Insecticide recommendations for homeowners and tree care professionals
Apply insecticides when larvae are small (1 inch or less), usually in early to mid-May
|Examples of insecticide trade names|
|Active ingredients||Class of insecticide||General use (available to public)||Commercial use|
Insecticides conserving beneficial insects
(parasitoids and predators)
|Bacillus thuringiensis var. kurstaki||microbial||Dipel, Thuricide|
|fluvalinate||pyrethroid||Mavrik Aqua Flow|
Active ingredients are often listed in fine print so check the label carefully. Common examples of trade names are given strictly for convenience. Use of trade names does not imply endorsement.
Follow all label directions carefully. Be sure the insecticide is labeled for the plant that is intended to be treated. Insecticides should never be sprayed on surfaces which people routinely contact or on hard surfaces that can accelerate insecticide runoff into water.
The availability and recommended use of specific insecticides may change at any time.
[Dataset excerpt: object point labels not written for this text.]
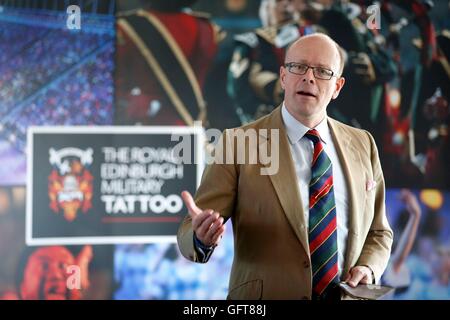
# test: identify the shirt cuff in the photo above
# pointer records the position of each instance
(203, 252)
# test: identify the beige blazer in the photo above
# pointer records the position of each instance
(272, 259)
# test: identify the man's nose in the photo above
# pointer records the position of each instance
(309, 76)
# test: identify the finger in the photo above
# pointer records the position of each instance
(200, 218)
(212, 231)
(190, 204)
(357, 275)
(206, 224)
(218, 236)
(365, 280)
(347, 277)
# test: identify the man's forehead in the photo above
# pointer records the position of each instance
(320, 53)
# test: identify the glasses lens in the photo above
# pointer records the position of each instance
(298, 68)
(322, 73)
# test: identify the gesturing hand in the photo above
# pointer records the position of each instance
(207, 225)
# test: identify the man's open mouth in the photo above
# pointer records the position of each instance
(306, 93)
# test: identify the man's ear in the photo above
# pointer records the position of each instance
(282, 76)
(339, 84)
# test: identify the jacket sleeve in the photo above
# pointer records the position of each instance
(217, 191)
(377, 246)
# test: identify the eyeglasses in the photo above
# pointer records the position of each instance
(301, 69)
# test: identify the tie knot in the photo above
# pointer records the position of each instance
(313, 135)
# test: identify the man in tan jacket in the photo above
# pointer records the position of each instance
(279, 254)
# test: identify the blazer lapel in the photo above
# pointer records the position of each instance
(285, 181)
(352, 167)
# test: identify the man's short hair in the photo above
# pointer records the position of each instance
(342, 53)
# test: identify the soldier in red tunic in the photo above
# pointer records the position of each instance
(163, 57)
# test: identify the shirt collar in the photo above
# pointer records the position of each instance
(296, 130)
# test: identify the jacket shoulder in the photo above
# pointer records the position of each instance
(357, 133)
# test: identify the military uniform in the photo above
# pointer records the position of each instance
(162, 62)
(253, 76)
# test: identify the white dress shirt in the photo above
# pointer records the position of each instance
(302, 150)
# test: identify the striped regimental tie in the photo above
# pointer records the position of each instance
(322, 218)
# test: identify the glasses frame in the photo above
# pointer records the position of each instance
(289, 65)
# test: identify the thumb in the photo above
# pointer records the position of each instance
(347, 277)
(190, 204)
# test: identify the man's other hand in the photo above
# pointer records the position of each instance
(359, 275)
(207, 224)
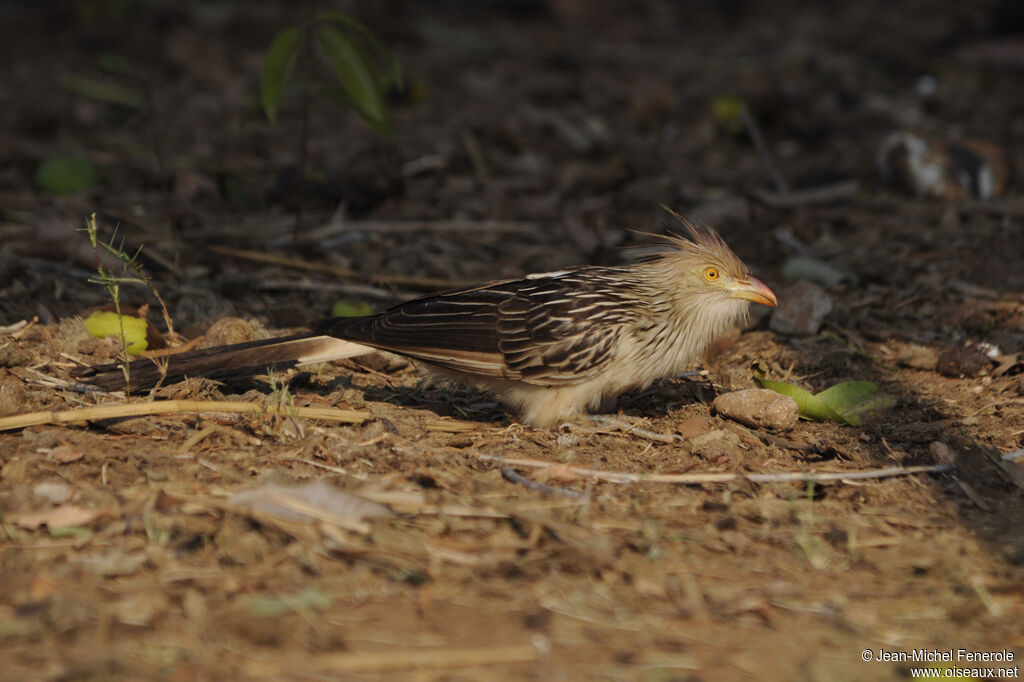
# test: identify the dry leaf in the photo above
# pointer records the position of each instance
(64, 454)
(58, 517)
(307, 502)
(560, 473)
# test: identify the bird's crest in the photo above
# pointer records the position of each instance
(699, 240)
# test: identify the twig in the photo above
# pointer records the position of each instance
(700, 478)
(630, 428)
(344, 272)
(174, 407)
(393, 659)
(18, 328)
(755, 132)
(476, 157)
(344, 288)
(1010, 457)
(513, 476)
(787, 444)
(825, 194)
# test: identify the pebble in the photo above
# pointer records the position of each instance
(801, 310)
(963, 361)
(759, 408)
(941, 453)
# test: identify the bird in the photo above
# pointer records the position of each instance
(553, 346)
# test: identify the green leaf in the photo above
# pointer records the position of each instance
(102, 325)
(99, 90)
(849, 401)
(854, 399)
(346, 22)
(350, 309)
(66, 175)
(356, 76)
(278, 66)
(727, 111)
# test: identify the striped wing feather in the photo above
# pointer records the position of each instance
(526, 330)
If suggestions in this publication differ from recommended uses on a label, the label is the final authority on how you may legally use that insecticide.
In wood lots, many animals, such as birds, rodents, and even bears, eat forest tent caterpillar larvae. People need to be more tolerant of these pests, unless defoliation is severe and prolonged enough to cause branch and tree mortality. In areas experiencing high levels of forest tent caterpillar defoliation for a number of years, aerial spraying of an insecticide may be considered as a management option.
In wood lots, resort areas, and campsites where a relatively large acreage may need treatment, application of the spray by aircraft is the most rapid, effective, and economical method. Spraying should not be conducted when breezes threaten to drift the insecticide over open water or other sensitive areas. When a recreational or residential area is sprayed, an additional strip about 400 feet wide adjacent to the area should also be treated. This barrier strip will serve to absorb migrating caterpillars.
As is the case in the home landscape, the insecticide BT is preferred since it does not harm people, birds, or beneficial insects and is generally considered first in aerial spray programs. Some insecticides are not registered for use by aerial spraying, so consult the insecticide label. Dimilin (diflubenzuron) should not be used near wetlands or water as the insecticide is a chitinase inhibitor and may affect aquatic insects and other arthropods.